DLH: It’s actually the Toronto site I think, the Ontario site that gives the most up to date, isn’t it Dick?

DT: Yes.

Q: And can you tell us a little bit about this meeting that’s now scheduled for the 17th and 18th in June?

DLH: In June, yes. This meeting will be a meeting where we’ll be looking at what everyone has learned in the area of virology, in the area of epidemiology and in the area of clinical management. At the same time, countries which have had outbreaks will have an opportunity to discuss what their activities have been and we’ll be looking for lessons learned in this as well.

Q: Will this be the venue for the best science on SARS? You know the European microbiology and infectious diseases meeting is coming up in mid-May.

DLH: Yes, we anticipate that there will be satellite meetings at some international meetings and that’s perfectly healthy. What this will be is bringing everybody together for an up date, not only just looking at one aspect, such as virology or epidemiology, but the whole situation, clinical, epidemiology, laboratory.
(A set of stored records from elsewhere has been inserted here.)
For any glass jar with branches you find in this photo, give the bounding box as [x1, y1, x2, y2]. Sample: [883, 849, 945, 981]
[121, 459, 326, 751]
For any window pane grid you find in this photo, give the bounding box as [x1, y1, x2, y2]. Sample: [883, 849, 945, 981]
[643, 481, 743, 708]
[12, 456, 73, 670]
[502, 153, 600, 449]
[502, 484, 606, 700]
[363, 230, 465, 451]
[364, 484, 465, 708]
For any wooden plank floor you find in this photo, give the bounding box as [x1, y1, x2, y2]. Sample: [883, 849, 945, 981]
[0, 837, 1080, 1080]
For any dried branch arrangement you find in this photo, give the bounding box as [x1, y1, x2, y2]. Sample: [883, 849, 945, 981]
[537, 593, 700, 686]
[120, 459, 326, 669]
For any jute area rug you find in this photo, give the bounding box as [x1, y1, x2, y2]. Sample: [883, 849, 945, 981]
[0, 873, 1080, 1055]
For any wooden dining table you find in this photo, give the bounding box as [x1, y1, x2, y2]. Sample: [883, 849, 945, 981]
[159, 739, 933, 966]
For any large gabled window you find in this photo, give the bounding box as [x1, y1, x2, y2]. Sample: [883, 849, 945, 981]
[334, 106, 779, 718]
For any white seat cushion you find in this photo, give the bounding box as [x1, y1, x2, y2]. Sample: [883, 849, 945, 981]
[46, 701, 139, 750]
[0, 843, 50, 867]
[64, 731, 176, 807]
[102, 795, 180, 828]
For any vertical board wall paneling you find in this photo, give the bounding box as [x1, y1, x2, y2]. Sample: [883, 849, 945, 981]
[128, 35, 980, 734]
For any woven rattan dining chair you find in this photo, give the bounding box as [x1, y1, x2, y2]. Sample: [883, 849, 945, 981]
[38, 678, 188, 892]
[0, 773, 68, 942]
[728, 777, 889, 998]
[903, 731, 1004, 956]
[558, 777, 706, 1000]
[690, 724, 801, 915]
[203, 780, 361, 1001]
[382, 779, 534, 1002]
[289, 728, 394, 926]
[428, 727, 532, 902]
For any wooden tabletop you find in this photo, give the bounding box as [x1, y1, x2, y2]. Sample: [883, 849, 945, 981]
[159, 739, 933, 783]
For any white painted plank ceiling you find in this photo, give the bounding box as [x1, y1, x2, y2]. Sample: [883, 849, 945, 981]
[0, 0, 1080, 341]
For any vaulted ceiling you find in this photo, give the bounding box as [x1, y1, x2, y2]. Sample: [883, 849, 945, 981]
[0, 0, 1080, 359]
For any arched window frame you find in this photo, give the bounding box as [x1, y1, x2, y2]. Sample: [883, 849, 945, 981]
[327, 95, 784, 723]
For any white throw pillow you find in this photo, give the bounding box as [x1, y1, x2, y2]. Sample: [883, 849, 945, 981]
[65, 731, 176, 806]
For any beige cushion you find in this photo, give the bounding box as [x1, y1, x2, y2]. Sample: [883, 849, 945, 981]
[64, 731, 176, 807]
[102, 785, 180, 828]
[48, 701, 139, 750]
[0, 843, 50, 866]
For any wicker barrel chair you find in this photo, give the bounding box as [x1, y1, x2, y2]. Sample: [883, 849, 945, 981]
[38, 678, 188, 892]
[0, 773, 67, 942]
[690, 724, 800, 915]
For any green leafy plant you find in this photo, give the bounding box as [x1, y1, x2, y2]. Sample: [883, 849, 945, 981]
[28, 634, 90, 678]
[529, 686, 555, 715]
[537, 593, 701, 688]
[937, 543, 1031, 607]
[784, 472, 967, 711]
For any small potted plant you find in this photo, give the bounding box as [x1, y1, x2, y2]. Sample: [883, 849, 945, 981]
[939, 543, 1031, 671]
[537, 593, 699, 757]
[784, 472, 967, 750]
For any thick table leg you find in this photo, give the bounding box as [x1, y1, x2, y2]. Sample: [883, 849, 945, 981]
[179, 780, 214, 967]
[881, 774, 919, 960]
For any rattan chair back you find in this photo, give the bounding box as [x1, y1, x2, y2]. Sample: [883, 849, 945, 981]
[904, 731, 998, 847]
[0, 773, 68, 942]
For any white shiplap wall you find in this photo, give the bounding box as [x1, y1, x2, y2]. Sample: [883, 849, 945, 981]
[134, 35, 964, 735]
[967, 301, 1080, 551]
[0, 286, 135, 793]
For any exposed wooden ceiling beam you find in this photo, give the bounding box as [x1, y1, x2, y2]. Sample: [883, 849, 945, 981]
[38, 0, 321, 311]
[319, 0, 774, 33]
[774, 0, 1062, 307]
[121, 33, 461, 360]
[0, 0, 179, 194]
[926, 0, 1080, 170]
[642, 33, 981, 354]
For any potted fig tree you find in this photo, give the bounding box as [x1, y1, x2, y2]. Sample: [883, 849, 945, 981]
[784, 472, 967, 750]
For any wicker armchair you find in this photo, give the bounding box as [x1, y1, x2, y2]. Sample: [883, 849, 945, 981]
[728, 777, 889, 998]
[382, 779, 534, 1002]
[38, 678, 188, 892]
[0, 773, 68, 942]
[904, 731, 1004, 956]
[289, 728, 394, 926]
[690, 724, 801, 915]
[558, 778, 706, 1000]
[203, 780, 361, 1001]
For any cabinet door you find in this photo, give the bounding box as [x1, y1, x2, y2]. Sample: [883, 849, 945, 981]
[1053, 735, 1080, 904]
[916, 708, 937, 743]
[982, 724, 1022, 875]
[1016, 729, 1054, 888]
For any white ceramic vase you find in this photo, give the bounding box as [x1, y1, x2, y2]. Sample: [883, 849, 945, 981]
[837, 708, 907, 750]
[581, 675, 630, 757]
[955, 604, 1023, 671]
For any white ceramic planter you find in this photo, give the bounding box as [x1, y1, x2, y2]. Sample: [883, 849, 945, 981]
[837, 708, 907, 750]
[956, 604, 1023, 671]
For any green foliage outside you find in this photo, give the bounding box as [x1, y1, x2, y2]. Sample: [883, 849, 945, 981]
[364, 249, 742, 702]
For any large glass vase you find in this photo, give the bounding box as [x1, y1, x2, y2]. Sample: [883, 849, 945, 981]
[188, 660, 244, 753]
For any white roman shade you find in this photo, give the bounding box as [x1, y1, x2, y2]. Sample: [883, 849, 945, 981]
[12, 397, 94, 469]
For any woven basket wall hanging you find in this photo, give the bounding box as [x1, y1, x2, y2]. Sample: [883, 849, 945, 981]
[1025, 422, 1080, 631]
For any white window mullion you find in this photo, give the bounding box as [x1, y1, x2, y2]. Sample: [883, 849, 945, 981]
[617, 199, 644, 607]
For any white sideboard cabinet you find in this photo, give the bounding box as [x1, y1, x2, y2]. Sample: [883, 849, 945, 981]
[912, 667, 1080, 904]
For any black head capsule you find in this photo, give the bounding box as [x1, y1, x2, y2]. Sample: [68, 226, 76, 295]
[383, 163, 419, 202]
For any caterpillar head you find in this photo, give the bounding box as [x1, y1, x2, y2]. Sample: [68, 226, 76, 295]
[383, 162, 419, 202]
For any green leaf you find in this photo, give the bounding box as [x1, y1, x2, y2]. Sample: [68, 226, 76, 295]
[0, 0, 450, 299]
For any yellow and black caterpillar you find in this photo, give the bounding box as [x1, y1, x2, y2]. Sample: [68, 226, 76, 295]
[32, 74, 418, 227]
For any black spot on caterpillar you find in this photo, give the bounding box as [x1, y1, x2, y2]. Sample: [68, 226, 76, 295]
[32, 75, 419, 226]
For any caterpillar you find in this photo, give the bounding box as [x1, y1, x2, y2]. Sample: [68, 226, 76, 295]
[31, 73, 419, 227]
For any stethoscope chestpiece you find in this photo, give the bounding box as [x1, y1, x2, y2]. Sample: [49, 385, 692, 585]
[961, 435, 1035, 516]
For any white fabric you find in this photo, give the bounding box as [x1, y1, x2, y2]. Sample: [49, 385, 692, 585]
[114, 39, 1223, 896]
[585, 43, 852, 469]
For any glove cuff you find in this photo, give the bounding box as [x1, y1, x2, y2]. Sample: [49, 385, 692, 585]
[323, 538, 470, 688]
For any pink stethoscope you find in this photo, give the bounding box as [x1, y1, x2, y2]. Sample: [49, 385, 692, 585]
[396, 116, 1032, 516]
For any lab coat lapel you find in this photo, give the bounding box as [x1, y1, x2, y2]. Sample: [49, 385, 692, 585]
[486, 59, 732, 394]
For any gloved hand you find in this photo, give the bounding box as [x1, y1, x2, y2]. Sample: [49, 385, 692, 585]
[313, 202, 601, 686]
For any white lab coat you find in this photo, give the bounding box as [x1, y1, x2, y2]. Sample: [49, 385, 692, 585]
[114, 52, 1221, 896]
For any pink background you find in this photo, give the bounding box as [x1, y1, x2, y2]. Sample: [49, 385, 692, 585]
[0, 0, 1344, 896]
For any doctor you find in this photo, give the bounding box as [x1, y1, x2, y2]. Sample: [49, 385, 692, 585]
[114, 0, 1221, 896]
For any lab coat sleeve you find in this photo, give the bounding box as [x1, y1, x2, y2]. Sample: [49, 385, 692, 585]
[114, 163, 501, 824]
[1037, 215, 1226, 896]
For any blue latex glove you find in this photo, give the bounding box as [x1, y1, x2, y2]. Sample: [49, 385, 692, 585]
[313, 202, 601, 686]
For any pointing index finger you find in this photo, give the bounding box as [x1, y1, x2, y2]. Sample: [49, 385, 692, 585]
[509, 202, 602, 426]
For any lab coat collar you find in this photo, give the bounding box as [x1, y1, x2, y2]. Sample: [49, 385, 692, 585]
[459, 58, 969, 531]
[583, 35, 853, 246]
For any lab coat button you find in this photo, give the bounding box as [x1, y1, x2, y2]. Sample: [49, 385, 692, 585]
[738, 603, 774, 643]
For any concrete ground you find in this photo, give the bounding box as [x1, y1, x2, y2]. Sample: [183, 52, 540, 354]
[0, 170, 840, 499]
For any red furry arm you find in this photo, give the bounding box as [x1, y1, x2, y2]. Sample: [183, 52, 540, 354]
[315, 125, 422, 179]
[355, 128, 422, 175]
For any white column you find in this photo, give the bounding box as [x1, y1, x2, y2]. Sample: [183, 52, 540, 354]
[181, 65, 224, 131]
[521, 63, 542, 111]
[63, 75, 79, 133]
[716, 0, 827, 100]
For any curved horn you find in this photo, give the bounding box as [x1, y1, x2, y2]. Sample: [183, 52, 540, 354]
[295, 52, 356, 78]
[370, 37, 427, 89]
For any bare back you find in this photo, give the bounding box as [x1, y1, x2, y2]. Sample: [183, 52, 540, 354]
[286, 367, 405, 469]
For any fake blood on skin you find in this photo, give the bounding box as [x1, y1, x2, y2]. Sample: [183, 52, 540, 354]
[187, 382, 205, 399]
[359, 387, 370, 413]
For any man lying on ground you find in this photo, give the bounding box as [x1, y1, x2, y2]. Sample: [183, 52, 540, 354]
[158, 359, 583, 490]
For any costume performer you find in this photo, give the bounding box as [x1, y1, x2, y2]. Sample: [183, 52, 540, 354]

And in addition, control efforts in countries.

Q: Is it going to be an open meeting or not?

DT: Yes, it will be open to the press. We’ve arranged for the meeting to be open. In the main conference hall there’ll be seats for a pool of 20 reporters and then we’ll have a video conference link to another large media hall and there’ll be daily press briefings.

I’m thinking that perhaps we’ve exhausted all the travel-related questions and if that’s right, then we’ll let Dr Heymann resume with his activities in Thailand.

Q: What are you doing in Thailand, what are you up to out there?

DLH: Well, I’m helping them get ready for a meeting. They’re having a heads of state meeting next week of the ASEAN +4, +3 which includes China. And so we understand the head of state of China will come, and Singapore and various others. So it’s a meeting where they are coming, mainly to discuss what we are discussing today, the travel issues.

DT: OK? So, I want to thank you both for this. We appreciate the opportunity.

Yes, thanks, we appreciate too.

DT: Yeah.

Q: What about the four o’clock briefings?

DT: Yeah, Isabelle Nuttall from our travel and health section is doing a video-radio-telebriefing at four.

Q: OK, it’s not a …., I thought you were having …, every day you were going to have a press briefing?

DT: Yeah, but it’s gonna be this kind of virtual press briefing, allowing us to get to more people. It’ll be web cast, so it’ll be archived and we’ll have a transcript of that as well.

Q: OK. And who is on these, is David going to be on these every day?

DT: No. There’ll be a different person, we’ll cover different topics. It’ll be epidemiology, basic science, clinical management; yesterday, we had Henk Bekedam from Beijing in to talk, so it’ll be different aspects of SARS.

DLH: The reason we didn’t do a press conference today is because this now is actually becoming a routine type of announcement, we’ll have to possibly in a couple of days announce again. And it’s nothing extraordinary, it’s just public health at its best, in real action, trying to prevent the spread of the disease and contain it.

DT: OK, everybody, thank you. Bye bye.